TARAKAN - Seluruh jemaah haji asal Kalimantan Utara (kaltara) yang tergabung dalam Kloter 7 Embarkasi Balikpapan mulai memasuki tahapan persiapan kepulangan ke Tanah Air, setelah sebelumnya sudah menyelesaikan seluruh rangkaian ibadah wajib haji di Tanah Suci. Sehingga saat ini sebagian besar jemaah hanya menghabiskan waktu untuk berjalan-jalan mencari oleh-oleh dan mengabadikan momen saat berada disana
.Ketua Kloter 7 Embarkasi Balikpapan, Sayid Abdullah mengatakan, para jemaah dijadwalkan meninggalkan Makkah menuju Jeddah pada 15 Juni 2026 pukul 13.00 waktu Arab Saudi atau setelah menunaikan salat Zuhur. Sebelum keberangkatan, seluruh jemaah diwajibkan menyerahkan koper besar untuk dilakukan pemeriksaan dan penimbangan oleh petugas dua hari lebih awal.
“Pada 15 Juni 2026 insyaallah jemaah akan meninggalkan hotel di Kota Makkah menuju Jeddah setelah salat Zuhur. Sebelumnya sudah ada edaran agar koper besar dikumpulkan dua hari sebelum keberangkatan untuk ditimbang dan diperiksa petugas,” ujarnya, Jumat (5/6).
Ia menjelaskan, setiap jemaah diberikan batas maksimal berat koper sebesar 32 kilogram. Pemeriksaan dilakukan di hotel masing-masing guna memastikan barang bawaan sesuai ketentuan penerbangan internasional.
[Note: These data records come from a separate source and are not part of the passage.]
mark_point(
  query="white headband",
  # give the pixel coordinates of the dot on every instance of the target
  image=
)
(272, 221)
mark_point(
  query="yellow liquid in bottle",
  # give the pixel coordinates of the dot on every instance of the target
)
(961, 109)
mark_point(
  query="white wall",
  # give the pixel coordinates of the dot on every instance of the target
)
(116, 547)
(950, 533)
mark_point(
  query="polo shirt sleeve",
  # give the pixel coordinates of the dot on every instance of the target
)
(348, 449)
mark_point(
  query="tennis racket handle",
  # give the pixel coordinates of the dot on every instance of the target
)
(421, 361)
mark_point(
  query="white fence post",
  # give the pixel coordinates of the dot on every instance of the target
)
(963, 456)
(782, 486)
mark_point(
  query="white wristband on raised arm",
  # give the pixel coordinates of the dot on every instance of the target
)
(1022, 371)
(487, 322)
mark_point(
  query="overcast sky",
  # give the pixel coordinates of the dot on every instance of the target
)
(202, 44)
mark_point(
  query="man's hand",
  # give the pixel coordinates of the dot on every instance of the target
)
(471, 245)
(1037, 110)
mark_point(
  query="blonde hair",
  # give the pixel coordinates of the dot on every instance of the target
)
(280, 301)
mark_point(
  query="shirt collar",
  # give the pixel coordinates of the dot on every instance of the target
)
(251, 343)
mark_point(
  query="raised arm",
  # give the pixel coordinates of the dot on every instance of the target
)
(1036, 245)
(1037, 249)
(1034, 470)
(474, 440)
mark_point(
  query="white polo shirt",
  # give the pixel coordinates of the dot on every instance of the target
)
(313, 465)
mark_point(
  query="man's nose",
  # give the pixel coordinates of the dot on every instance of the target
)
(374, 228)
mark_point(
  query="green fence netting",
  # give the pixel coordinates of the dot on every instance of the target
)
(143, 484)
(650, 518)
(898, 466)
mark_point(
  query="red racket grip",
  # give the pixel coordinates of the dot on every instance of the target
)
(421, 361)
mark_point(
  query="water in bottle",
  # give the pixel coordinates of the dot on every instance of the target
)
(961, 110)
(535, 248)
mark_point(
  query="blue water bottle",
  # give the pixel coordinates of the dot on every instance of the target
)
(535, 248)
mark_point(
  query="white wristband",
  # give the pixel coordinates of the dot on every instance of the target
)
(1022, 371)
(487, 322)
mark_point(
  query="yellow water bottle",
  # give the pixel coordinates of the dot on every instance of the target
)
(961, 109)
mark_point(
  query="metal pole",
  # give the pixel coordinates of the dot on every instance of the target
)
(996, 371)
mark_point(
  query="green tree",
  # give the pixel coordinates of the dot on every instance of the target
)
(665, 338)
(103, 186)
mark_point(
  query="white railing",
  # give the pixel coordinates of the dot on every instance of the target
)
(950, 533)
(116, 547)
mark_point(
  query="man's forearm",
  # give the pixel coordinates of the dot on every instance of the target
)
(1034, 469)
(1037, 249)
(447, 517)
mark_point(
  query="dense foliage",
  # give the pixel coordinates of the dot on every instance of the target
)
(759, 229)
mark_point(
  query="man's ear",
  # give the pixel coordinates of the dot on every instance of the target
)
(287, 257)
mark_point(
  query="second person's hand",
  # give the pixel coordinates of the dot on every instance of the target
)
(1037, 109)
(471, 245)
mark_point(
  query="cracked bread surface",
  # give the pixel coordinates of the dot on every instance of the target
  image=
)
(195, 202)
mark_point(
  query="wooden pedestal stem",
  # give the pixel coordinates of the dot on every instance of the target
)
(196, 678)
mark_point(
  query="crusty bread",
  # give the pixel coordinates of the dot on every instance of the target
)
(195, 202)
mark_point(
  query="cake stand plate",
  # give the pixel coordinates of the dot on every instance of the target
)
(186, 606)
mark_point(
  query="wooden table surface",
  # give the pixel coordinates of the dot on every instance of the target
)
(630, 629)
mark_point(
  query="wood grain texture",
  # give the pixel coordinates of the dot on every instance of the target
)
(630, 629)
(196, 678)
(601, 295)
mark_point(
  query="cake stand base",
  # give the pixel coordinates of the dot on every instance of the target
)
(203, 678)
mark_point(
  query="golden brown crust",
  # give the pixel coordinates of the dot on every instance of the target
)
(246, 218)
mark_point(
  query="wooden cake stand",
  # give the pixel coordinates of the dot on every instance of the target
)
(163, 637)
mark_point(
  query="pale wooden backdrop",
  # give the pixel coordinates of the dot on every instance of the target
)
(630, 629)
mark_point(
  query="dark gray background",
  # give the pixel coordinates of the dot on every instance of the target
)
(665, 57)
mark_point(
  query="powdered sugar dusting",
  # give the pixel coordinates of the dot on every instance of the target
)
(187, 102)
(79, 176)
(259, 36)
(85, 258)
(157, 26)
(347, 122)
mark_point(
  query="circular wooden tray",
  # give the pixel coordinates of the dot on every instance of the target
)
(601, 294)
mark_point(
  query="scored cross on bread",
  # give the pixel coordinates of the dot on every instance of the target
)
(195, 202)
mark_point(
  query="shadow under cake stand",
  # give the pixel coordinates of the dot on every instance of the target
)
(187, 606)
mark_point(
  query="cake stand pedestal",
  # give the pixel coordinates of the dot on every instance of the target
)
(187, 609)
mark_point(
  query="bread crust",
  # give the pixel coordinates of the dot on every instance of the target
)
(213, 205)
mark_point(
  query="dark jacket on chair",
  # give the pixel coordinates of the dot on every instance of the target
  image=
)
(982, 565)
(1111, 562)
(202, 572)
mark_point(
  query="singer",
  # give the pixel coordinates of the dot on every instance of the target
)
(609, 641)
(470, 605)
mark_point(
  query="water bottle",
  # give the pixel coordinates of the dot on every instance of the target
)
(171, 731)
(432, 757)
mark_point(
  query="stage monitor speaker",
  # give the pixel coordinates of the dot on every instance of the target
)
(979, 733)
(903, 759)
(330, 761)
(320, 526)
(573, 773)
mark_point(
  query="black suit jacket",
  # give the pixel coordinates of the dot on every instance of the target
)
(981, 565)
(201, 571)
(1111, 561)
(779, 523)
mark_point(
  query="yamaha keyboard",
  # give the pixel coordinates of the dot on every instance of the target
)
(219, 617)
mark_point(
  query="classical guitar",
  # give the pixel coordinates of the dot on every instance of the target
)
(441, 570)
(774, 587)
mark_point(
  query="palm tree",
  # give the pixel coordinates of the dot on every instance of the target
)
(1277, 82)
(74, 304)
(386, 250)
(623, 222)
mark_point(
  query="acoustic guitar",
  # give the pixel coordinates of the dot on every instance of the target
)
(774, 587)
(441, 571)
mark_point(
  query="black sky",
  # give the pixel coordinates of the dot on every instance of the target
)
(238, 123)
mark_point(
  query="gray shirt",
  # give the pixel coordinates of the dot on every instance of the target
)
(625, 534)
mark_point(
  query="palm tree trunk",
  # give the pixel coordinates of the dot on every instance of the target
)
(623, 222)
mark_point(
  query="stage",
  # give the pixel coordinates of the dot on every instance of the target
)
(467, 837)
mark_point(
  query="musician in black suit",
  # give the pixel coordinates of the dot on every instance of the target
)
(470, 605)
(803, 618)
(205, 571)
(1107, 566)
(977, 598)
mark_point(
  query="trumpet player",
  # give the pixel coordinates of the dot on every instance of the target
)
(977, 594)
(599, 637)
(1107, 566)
Selain soal berat koper, petugas juga kembali mengingatkan para jemaah agar tidak membawa barang-barang yang dilarang masuk ke bagasi maupun kabin pesawat. Salah satu yang menjadi perhatian adalah air zamzam yang tidak diperbolehkan dibawa langsung dalam koper.
"Larangan itu berlaku demi menjaga keamanan penerbangan dan menghindari risiko kebocoran atau tumpahan cairan selama perjalanan udara. Petugas sudah mengimbau agar tidak membawa barang-barang terlarang, termasuk air zamzam di dalam koper. Dikhawatirkan terjadi kebocoran atau tumpahan yang dapat mengganggu keselamatan penerbangan,” katanya.
Meski demikian, ia menjelaskan para jemaah tidak perlu khawatir karena pemerintah telah menyiapkan distribusi air zam-zam resmi saat kedatangan di Indonesia. Lanjutnya, setiap jemaah nantinya akan menerima jatah satu jeriken air zamzam berisi lima liter yang dibagikan saat tiba di Embarkasi Balikpapan.
“Pemerintah sudah menyediakan satu orang lima liter air zamzam yang akan diserahkan di Embarkasi Balikpapan. Karena itu jemaah tidak diperbolehkan membawa tambahan air zam-zam dalam koper,” jelasnya.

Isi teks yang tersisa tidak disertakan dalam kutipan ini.